July 2019
tl;dr: Seminal paper on monocular depth estimation with stereo
Overall impression
This paper is one pioneering work on monocular depth estimation with self-supervision.
When people are talking about monocular depth estimation, they mean “monocular at inference”. The system can still rely on other supervision at training, either explicit supervision by dense depth map GT or with self-supervision via consistency.
I feel that for self-supervised method there are tons of tricks and know-hows about tuning the model, cf. google AI’s depth in the wild paper.
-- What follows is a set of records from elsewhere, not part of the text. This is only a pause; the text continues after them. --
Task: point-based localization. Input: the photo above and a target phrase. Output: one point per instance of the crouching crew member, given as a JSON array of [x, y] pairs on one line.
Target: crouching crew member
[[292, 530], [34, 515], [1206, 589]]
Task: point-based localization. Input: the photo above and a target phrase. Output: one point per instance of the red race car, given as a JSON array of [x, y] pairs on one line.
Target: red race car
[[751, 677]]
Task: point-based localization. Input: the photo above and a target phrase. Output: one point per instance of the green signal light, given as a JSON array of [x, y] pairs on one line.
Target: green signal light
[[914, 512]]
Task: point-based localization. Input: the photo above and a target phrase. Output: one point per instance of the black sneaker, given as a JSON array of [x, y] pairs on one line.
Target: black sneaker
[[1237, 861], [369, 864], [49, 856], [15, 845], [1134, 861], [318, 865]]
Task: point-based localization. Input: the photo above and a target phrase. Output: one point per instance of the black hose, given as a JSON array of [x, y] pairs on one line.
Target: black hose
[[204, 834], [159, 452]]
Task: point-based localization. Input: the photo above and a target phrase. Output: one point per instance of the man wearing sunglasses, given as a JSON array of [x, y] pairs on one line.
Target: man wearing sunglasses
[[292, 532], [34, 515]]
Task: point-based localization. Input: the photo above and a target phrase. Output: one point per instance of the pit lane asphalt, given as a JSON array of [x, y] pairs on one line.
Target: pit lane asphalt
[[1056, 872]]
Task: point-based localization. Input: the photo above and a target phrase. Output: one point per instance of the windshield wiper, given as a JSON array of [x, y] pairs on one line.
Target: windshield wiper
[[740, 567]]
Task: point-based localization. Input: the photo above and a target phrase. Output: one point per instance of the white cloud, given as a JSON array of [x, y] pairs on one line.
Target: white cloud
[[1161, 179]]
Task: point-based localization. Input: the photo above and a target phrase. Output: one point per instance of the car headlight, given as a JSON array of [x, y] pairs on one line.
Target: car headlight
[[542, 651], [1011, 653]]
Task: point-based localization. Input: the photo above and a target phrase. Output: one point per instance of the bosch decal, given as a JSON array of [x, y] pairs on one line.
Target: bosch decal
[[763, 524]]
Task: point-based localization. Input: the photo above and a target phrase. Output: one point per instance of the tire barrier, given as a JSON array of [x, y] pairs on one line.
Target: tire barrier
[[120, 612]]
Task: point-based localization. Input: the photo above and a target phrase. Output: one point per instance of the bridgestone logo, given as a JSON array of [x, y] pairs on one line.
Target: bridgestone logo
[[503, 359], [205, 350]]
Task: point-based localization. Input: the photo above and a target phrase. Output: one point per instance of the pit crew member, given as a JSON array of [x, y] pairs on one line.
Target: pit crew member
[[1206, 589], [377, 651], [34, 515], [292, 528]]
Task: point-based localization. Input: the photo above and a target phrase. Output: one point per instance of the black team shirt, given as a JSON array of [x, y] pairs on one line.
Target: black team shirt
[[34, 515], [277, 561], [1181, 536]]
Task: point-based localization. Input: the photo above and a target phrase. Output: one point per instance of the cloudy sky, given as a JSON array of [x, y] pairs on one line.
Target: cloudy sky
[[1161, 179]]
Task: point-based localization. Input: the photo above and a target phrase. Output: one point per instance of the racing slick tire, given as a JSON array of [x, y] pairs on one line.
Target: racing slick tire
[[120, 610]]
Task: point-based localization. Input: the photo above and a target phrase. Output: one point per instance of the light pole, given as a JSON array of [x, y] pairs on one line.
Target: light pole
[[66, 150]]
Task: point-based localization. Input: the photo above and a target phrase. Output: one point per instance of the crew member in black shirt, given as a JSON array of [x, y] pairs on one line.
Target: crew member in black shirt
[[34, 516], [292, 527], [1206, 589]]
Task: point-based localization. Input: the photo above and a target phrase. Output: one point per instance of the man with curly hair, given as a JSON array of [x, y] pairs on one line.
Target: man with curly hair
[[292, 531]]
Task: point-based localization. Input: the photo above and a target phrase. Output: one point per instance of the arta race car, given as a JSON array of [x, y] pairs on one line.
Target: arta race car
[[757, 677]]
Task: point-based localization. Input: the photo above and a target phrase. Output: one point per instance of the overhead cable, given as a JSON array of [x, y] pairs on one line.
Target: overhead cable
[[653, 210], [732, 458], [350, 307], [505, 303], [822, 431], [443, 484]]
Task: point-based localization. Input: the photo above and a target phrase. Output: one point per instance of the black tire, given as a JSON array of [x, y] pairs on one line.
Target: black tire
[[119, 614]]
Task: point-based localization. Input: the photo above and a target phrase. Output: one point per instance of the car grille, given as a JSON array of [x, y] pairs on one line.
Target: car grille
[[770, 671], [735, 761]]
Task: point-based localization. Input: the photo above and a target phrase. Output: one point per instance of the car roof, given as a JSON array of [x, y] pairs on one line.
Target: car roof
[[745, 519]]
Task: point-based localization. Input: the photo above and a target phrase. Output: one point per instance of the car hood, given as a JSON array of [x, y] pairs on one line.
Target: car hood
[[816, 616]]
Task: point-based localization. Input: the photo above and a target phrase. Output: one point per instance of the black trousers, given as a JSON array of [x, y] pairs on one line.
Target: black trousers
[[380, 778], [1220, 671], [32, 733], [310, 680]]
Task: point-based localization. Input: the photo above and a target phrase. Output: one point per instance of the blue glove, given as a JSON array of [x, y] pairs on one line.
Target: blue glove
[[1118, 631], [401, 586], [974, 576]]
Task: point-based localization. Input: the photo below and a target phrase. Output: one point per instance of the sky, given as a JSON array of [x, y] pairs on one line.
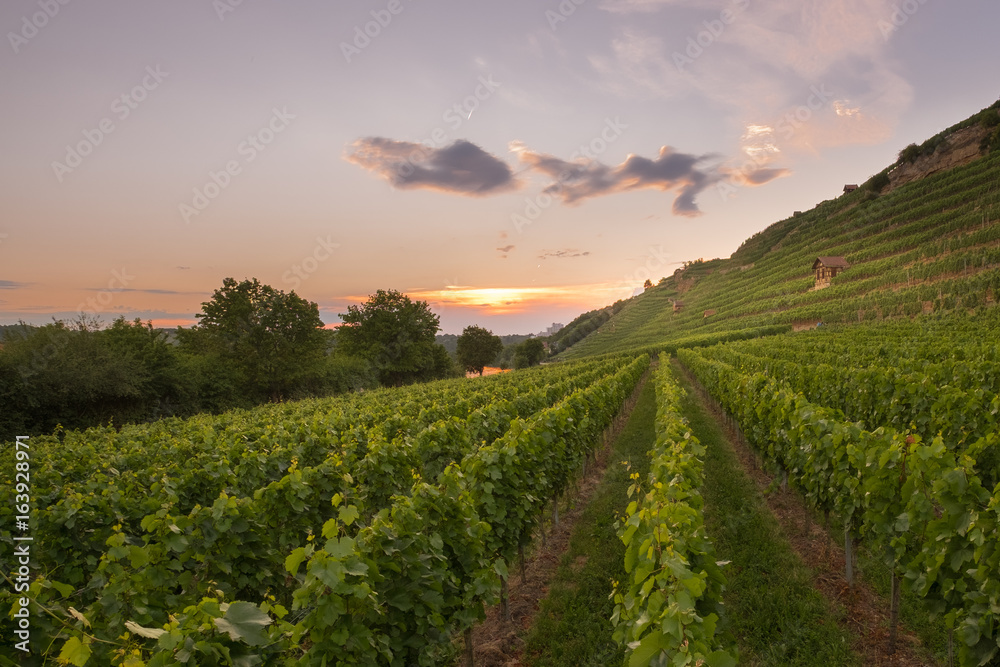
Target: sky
[[511, 163]]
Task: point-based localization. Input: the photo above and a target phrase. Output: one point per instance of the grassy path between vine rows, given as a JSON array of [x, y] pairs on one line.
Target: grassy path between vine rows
[[572, 627], [787, 599], [571, 566]]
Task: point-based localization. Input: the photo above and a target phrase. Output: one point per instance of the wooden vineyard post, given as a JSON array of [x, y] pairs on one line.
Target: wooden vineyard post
[[893, 612], [504, 595]]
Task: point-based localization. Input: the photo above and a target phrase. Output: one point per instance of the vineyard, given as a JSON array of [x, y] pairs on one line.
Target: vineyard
[[892, 428], [932, 245], [362, 530], [379, 527]]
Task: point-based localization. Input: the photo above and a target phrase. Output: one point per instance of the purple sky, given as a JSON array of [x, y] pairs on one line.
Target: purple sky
[[514, 163]]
Monodepth requires synchronized and rectified image pairs. It also does not handle occlusion in training. It is superseded by monodepth2, which focuses on depth estimation from monocular video.
Key ideas
- How to make image reconstruction fully differentiable? Use bilinear interpolation, such as in RoIAlign, monodepth and ContFuse.
- Three loss terms
- Appearance loss $L_{ap}$: photometric image reconstruction loss, weighted average of SSIM and L1 loss
-
Disparity smooth loss $L_{ds}$: L1 regularization of disparity gradient. Edge aware weighting by $e^{- |
\partial I |
}$ |
- Left-right disparity consistency loss $L_{lr}$
- Occlusion/disocclusion is only handled during test time with post-processing with flipped image and average (this selective pp does not work for video based methods). The authors acknowledged that monodepth lacks proper handling of occlusion/disocclusion during training.
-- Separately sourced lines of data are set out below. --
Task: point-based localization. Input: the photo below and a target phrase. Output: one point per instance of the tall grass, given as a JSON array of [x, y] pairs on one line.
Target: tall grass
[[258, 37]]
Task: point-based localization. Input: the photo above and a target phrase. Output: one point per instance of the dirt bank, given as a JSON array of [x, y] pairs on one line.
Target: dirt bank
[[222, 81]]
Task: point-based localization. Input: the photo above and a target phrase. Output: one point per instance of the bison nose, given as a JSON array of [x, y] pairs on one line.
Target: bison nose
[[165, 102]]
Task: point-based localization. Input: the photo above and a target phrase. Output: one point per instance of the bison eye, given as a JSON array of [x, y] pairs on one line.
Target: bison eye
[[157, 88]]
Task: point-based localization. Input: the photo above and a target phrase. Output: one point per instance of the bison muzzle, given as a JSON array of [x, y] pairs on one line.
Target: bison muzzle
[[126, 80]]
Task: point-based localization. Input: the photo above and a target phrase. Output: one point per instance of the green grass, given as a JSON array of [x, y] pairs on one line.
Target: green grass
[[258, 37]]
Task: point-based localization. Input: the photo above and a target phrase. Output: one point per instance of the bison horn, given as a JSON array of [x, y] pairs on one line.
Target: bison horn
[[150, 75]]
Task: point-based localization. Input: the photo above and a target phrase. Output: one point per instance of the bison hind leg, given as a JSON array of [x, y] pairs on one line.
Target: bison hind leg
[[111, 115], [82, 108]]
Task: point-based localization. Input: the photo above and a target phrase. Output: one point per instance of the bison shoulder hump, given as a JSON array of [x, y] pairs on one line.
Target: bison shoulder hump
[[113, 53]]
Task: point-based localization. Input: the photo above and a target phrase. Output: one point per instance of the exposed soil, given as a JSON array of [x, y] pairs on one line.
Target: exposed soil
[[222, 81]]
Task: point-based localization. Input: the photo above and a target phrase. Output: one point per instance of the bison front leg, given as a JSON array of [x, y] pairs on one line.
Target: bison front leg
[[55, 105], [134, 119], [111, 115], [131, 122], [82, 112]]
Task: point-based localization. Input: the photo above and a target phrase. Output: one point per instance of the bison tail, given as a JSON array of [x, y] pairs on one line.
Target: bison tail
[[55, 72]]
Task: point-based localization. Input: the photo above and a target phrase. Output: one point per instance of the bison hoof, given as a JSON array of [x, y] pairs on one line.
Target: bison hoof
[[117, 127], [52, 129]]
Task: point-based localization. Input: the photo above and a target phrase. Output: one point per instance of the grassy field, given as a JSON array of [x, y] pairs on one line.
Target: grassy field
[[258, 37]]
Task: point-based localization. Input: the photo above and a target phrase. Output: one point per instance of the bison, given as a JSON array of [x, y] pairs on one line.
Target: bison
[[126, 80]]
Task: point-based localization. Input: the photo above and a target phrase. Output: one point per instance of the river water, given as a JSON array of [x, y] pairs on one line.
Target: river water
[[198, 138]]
- The trained model can also generalize to unseen dataset.
Technical details
- Replace deconv with nearest neighbor upsampling followed by a conv per source. Note that bilinear upsampling does not work as well as nearest neighbors.
- Did not use batchnorm as it does not improve performance.
- Augmentation: [0.8, 1.2] for gamma, [0.5, 2.0] for brightness and [0.8, 1.2] for color shifts.
Notes
- Read codebase for STN sampler and SSIM definition.
- What backbone? It seems to be smaller than ResNet 50.